POJ2155 二维树状数组

Matrix

 POJ - 2155 

Given an N*N matrix A, whose elements are either 0 or 1. A[i, j] means the number in the i-th row and j-th column. Initially we have A[i, j] = 0 (1 <= i, j <= N). 

We can change the matrix in the following way. Given a rectangle whose upper-left corner is (x1, y1) and lower-right corner is (x2, y2), we change all the elements in the rectangle by using "not" operation (if it is a '0' then change it into '1' otherwise change it into '0').

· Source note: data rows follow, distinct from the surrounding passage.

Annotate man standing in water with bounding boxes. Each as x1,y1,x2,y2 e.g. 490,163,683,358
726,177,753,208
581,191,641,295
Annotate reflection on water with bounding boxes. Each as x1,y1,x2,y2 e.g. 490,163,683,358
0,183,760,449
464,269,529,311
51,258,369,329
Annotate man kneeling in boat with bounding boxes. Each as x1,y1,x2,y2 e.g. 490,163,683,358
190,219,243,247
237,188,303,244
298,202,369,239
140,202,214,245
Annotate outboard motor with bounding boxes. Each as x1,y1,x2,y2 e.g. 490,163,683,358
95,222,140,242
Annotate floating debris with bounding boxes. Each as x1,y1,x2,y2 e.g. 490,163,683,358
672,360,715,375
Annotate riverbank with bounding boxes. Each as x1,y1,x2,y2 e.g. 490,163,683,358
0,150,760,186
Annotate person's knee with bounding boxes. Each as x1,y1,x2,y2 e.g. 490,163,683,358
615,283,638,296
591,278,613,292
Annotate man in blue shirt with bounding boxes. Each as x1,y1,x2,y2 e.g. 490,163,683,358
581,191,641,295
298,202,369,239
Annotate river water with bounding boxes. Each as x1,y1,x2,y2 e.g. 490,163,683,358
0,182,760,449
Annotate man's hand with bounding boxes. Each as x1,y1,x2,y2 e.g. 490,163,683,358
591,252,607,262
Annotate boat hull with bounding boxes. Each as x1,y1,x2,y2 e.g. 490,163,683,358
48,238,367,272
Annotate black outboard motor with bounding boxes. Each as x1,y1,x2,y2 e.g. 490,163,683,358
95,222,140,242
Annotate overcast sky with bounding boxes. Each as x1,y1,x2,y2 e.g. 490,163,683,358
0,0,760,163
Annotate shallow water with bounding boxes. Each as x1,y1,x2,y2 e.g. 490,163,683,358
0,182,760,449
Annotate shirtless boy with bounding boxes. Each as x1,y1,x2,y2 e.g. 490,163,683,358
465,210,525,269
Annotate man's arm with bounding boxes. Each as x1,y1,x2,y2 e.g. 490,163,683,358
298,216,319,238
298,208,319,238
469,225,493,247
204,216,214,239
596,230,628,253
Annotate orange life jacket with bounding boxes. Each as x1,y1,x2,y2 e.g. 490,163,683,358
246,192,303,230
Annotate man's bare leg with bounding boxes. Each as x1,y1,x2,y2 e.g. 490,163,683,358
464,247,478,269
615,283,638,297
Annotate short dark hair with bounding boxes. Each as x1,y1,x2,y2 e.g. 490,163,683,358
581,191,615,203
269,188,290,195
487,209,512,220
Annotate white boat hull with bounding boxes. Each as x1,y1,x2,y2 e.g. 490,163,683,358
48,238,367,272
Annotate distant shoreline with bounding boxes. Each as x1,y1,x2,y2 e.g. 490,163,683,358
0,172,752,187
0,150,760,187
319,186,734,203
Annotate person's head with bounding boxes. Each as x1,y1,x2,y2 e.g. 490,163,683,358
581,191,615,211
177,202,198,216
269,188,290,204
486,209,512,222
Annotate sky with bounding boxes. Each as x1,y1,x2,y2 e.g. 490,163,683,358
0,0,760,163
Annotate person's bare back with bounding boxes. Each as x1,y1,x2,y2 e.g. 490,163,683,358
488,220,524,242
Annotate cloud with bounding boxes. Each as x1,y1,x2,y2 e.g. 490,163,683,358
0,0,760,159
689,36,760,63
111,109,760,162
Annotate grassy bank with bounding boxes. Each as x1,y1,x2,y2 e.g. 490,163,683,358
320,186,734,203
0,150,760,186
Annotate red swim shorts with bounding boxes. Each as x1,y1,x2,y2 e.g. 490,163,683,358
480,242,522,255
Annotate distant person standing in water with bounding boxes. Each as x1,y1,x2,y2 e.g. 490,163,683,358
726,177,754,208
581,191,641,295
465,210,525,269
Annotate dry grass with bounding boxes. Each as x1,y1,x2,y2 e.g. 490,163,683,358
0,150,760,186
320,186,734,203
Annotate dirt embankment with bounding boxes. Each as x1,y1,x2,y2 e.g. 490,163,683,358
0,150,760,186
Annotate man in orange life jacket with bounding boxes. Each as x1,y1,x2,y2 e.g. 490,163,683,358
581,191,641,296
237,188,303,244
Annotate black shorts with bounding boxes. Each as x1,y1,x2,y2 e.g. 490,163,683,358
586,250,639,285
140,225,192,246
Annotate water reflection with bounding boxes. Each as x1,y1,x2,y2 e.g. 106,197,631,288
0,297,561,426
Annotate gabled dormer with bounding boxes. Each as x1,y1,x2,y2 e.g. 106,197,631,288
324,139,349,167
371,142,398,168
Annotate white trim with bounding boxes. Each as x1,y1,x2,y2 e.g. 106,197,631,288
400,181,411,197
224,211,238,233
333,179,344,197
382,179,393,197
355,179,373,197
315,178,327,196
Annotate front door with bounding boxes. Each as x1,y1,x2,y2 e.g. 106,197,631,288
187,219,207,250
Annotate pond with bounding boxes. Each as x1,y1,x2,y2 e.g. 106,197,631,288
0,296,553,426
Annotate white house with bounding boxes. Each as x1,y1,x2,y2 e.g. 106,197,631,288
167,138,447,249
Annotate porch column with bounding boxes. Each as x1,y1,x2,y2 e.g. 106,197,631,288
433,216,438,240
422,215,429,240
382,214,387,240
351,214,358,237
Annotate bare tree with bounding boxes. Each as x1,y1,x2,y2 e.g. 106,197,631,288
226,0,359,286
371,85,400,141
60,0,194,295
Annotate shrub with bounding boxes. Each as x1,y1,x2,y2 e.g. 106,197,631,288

To maintain the information of the matrix, you are asked to write a program to receive and execute two kinds of instructions. 

1. C x1 y1 x2 y2 (1 <= x1 <= x2 <= n, 1 <= y1 <= y2 <= n) changes the matrix by using the rectangle whose upper-left corner is (x1, y1) and lower-right corner is (x2, y2). 
2. Q x y (1 <= x, y <= n) querys A[x, y]. 

Input

The first line of the input is an integer X (X <= 10) representing the number of test cases. The following X blocks each represents a test case. 

The first line of each block contains two numbers N and T (2 <= N <= 1000, 1 <= T <= 50000) representing the size of the matrix and the number of the instructions. The following T lines each represents an instruction having the format "Q x y" or "C x1 y1 x2 y2", which has been described above. 

Output

For each querying output one line, which has an integer representing A[x, y]. 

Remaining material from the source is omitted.